Serbian NGOs raise awareness about Srebrenica Genocide in Belgrade (VIDEO)

FoNet/Aleksandar Barda

Members of the Women in Black, the Youth Initiative for Human Rights in Serbia and the Helsinki Committee for Human Rights gathered in Belgrade to raise awareness about the 1995 Srebrenica Genocide, often described as the worst crime committed in Europe since WWII.

The Belgrade-based Humanitarian Law Center said in a statement that Serbia is the first and so far the only country in the world that was declared responsible for violating the Convention on the Prevention and Punishment of the Crime of Genocide by the International Court of Justice (2007) because its state authorities were informed about the Srebrenica Genocide but did nothing to prevent it.

The individual criminal responsibility of a large number of members of Serb armed groups and political institutions, who acted in the spirit of the ‘Greater Serbia’ territorial project – which the Srebrenica Genocide was part of – was proven beyond a reasonable doubt by a series of verdicts by the International Criminal Tribunal for the former Yugoslavia (ICTY).

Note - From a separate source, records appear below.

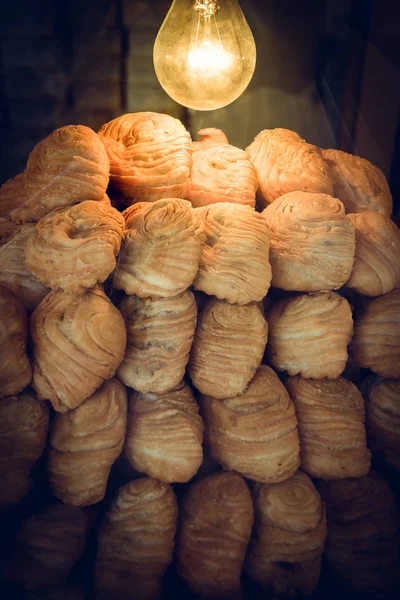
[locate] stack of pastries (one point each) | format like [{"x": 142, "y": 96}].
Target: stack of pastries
[{"x": 178, "y": 379}]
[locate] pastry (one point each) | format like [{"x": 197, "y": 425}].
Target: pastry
[
  {"x": 228, "y": 347},
  {"x": 254, "y": 433},
  {"x": 234, "y": 263},
  {"x": 136, "y": 541},
  {"x": 15, "y": 369},
  {"x": 309, "y": 334},
  {"x": 150, "y": 156},
  {"x": 78, "y": 341},
  {"x": 84, "y": 443},
  {"x": 288, "y": 536},
  {"x": 286, "y": 163},
  {"x": 362, "y": 544},
  {"x": 160, "y": 334},
  {"x": 312, "y": 242},
  {"x": 376, "y": 341},
  {"x": 161, "y": 249},
  {"x": 383, "y": 418},
  {"x": 164, "y": 434},
  {"x": 221, "y": 172},
  {"x": 331, "y": 427},
  {"x": 24, "y": 422},
  {"x": 358, "y": 184},
  {"x": 70, "y": 165},
  {"x": 376, "y": 269},
  {"x": 75, "y": 248},
  {"x": 13, "y": 273},
  {"x": 215, "y": 521}
]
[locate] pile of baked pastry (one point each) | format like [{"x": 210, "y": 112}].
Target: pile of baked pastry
[{"x": 177, "y": 347}]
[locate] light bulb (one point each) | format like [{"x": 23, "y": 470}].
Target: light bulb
[{"x": 204, "y": 54}]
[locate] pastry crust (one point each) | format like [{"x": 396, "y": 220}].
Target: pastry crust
[
  {"x": 150, "y": 156},
  {"x": 331, "y": 427},
  {"x": 309, "y": 334},
  {"x": 215, "y": 523},
  {"x": 84, "y": 443},
  {"x": 78, "y": 342},
  {"x": 228, "y": 347},
  {"x": 160, "y": 334},
  {"x": 312, "y": 242},
  {"x": 164, "y": 435},
  {"x": 255, "y": 433},
  {"x": 234, "y": 263}
]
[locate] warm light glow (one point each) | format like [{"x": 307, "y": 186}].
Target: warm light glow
[{"x": 204, "y": 54}]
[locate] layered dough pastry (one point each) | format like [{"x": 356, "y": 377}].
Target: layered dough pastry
[
  {"x": 13, "y": 273},
  {"x": 234, "y": 263},
  {"x": 68, "y": 166},
  {"x": 160, "y": 334},
  {"x": 286, "y": 163},
  {"x": 216, "y": 517},
  {"x": 376, "y": 269},
  {"x": 75, "y": 248},
  {"x": 24, "y": 422},
  {"x": 383, "y": 418},
  {"x": 362, "y": 543},
  {"x": 376, "y": 341},
  {"x": 49, "y": 543},
  {"x": 164, "y": 435},
  {"x": 84, "y": 443},
  {"x": 15, "y": 368},
  {"x": 331, "y": 427},
  {"x": 255, "y": 433},
  {"x": 78, "y": 341},
  {"x": 221, "y": 172},
  {"x": 161, "y": 251},
  {"x": 150, "y": 156},
  {"x": 136, "y": 541},
  {"x": 228, "y": 347},
  {"x": 309, "y": 334},
  {"x": 288, "y": 537},
  {"x": 358, "y": 184},
  {"x": 312, "y": 242}
]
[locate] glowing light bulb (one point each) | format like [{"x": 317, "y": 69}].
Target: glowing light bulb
[{"x": 204, "y": 54}]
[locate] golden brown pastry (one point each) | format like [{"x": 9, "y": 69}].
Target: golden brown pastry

“It is a shameful and devastating fact that none of the officials of the Republic of Serbia have characterized (the events in) Srebrenica as genocide since 1995, which confirms the continuity of genocide denial at the levels of the state and society.

The continuous rejection by the current President of the Republic of Serbia, Aleksandar Vucic, and Prime Minister, Ana Brnabic, to call the crime in Srebrenica a genocide, which not only politicians of the ruling coalition but also a significant number of opposition politicians follow, contributes to the state policy of genocide denial the most.

The words ‘genocide in Srebrenica’ are forbidden for Serbia’s state institutions, and freedom and public space are unlimited for genocide deniers in the regime’s media, while no verdict has been passed in Serbia’s courts which qualifies the crime in Srebrenica as a genocide.

In short, Serbia is not only a state of organized forgetting of crimes, erasing traces of committed crimes, but also of the ideology that enabled that state-organized crime – genocide,” the Humanitarian Law Center said.